Monte Carlo Simulation

8B Monte Carlo simulation plays a crucial role in the solar neutrino analysis, because it is used to compute the standard solar model neutrino flux prediction as a function of recoil electron energy and zenith angle (angle of the sun with respect to the vertical), taking into account reconstruction resolution and analysis cut efficiencies. Since the new cuts are tighter, cut efficiencies are smaller and a good Monte Carlo simulation especially of the cut efficiencies becomes more important. The various cut efficiencies are studied with calibration data and Monte Carlo simulation of calibration data. The discrepancy between calibration Monte Carlo and data efficiency dominates the systematic error below 6.5 MeV.

The GRINGO cut efficiency is quite sensitive to the amount of light scattering. Light scattering produces hit PMTs which have a later time. These `late hits' can pull the vertex fit and degrade the stability of the fit. The light scattering and absorption model originally used in the Monte Carlo assumes that the amount of Mie scattering, Rayleigh scattering and light absorption is proportional to one single water quality parameter, which depends only on the photon attenuation length (water transparency). An alternate model which assumes, that only the absorption depends on the water transparency while Mie and Rayleigh scattering coefficients remain aproximately constant in the region of interest. This model drastically improves the agreement of calibration Monte Carlo and data cut efficiency. Scattering measurements done with a laser seem to favor this alternate model.

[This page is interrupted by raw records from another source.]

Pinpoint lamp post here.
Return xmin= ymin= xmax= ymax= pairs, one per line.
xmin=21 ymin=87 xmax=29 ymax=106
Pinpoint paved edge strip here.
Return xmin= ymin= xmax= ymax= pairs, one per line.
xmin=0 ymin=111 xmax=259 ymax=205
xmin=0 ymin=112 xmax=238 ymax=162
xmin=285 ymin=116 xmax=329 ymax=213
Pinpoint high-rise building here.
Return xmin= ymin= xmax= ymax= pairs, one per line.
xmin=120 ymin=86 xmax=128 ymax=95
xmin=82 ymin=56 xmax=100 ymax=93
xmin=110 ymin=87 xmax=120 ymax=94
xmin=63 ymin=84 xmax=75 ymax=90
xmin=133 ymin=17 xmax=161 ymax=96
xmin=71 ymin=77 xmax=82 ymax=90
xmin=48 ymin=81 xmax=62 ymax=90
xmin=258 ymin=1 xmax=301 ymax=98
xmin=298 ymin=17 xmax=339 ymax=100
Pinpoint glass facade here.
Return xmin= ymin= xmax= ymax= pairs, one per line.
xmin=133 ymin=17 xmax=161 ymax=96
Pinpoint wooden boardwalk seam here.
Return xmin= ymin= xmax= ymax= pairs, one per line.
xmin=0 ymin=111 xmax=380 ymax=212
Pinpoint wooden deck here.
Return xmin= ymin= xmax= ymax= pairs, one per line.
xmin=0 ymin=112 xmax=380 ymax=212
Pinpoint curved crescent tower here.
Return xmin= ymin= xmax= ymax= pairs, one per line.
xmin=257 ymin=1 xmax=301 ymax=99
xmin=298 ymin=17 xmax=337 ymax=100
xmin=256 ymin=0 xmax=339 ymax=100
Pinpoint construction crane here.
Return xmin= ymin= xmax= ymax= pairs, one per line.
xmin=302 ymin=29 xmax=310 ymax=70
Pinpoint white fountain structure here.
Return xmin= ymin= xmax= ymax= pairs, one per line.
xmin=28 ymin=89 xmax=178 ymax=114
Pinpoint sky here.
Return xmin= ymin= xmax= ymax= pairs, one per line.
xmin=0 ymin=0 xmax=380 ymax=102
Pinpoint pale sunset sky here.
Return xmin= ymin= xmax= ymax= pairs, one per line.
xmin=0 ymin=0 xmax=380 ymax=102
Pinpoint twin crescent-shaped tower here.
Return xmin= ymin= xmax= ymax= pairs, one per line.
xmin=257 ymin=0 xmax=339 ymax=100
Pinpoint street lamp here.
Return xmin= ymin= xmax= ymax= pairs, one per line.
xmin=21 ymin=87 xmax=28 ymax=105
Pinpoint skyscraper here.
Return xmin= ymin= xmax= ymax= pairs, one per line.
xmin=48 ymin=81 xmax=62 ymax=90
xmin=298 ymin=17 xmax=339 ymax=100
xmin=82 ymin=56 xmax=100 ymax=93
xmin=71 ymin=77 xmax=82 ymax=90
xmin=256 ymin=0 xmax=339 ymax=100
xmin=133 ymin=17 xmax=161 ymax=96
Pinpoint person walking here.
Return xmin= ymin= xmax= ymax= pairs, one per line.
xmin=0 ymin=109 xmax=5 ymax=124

However, there are other causes of late hits. Reflection, pre- and afterpulses as well as non-gaussian tails in the PMT timing response also cause late hits. The detector simulation was retuned to apropriately describe the late hits. As a consequence, the GRINGO cut efficiency shows no discrepancy between calibration MC and data, which significantly reduces the systematic error. Since late hits will also affect the energy scale, the MC energy scale and resolution as well as vertex and angular resolution was retuned using LINAC calibration data.

PMT timing of LINAC calibration events. The time-of-flight of the photon (from the vertex to the pmt) is subtracted. The two boxes show the early and late hits in a different scale.